Now if only Javier would make an appearance. Kiram glanced out one of the high windows. He knew from Nestor that several of the upperclassmen routinely went off academy grounds and rode down to Zancoda city to solicit the prostitutes at the Goldenrod Inn.
Kiram found it difficult to imagine Javier waiting in some dank tavern for his turn to dally with a worn-out barmaid. But there weren't many other places he could be spending his evenings. Kiram had wandered the grounds on many previous nights and while he refused to admit that he had been looking for Javier, he certainly hadn't stumbled upon him during any of his rambling walks.
Outside, the summer sun sank into the shadows of the surrounding orchards. Clouds glowed like beaten gold against the darkening blue of the sky. Maybe another half hour of light was left. Then the night warden would call for lights out, and the last roll would be taken to assure that all students were in their beds.
Kiram stood and paced the length of the room. Now that he wanted to talk to Javier, where was he? Probably having a big-breasted Cadeleonian woman scrub his back in just the way he liked.

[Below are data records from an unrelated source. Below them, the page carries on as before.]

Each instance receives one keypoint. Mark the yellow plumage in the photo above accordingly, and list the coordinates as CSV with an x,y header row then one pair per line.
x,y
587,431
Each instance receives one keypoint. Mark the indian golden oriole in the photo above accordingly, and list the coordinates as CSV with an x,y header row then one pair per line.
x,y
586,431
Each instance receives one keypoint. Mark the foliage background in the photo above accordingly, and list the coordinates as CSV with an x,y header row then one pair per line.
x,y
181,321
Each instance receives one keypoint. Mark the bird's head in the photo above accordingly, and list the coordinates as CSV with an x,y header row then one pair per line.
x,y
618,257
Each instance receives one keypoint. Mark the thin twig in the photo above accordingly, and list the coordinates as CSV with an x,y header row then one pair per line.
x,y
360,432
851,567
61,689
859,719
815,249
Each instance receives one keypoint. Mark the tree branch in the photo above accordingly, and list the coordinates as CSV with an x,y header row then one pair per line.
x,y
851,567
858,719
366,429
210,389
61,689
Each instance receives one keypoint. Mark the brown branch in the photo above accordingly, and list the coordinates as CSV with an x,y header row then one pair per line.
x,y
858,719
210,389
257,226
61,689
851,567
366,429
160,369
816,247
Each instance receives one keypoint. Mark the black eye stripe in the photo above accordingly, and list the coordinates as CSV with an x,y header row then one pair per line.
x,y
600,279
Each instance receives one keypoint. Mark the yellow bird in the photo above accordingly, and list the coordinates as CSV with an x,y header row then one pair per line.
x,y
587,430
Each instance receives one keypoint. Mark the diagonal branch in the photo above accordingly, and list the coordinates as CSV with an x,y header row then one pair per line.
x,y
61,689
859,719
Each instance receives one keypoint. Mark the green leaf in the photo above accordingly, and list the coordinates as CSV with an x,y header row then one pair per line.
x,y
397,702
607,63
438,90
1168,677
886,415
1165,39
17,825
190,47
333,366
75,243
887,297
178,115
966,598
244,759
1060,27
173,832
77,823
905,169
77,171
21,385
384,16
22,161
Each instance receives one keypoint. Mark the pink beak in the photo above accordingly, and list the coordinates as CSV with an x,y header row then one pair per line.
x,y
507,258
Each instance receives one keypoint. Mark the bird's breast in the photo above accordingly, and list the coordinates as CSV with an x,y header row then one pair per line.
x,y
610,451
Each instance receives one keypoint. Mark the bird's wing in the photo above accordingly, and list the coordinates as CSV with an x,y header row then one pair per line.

"Kihvash," Kiram spat the Haldiim insult as crudely as a salt merchant. He glowered down at the stables. Then he noticed a tall figure in the shadows. His hair was black enough and his skin pale enough to be Javier. Even the man's height was close enough to have passed, but the way he moved was completely wrong. The figure shied back into the cover of ornamental hedges and then bolted wildly to a water trough. His arms flailed out, waving a piece of paper and then clutching it back to his chest.
It had to be Fedeles. He was already at the stable doors. An instant later he disappeared inside. Even Kiram knew that it would only take a few wild movements for Fedeles to spook one of the horses and get himself killed.
Kiram didn't pause to think about what he should do. His common sense would make a coward of him and he knew it. Of all Master Ignacio's lectures, it was the one Kiram hated to hear the most, and yet it fueled his sprinting legs and pounding heart as he raced out of the dormitory.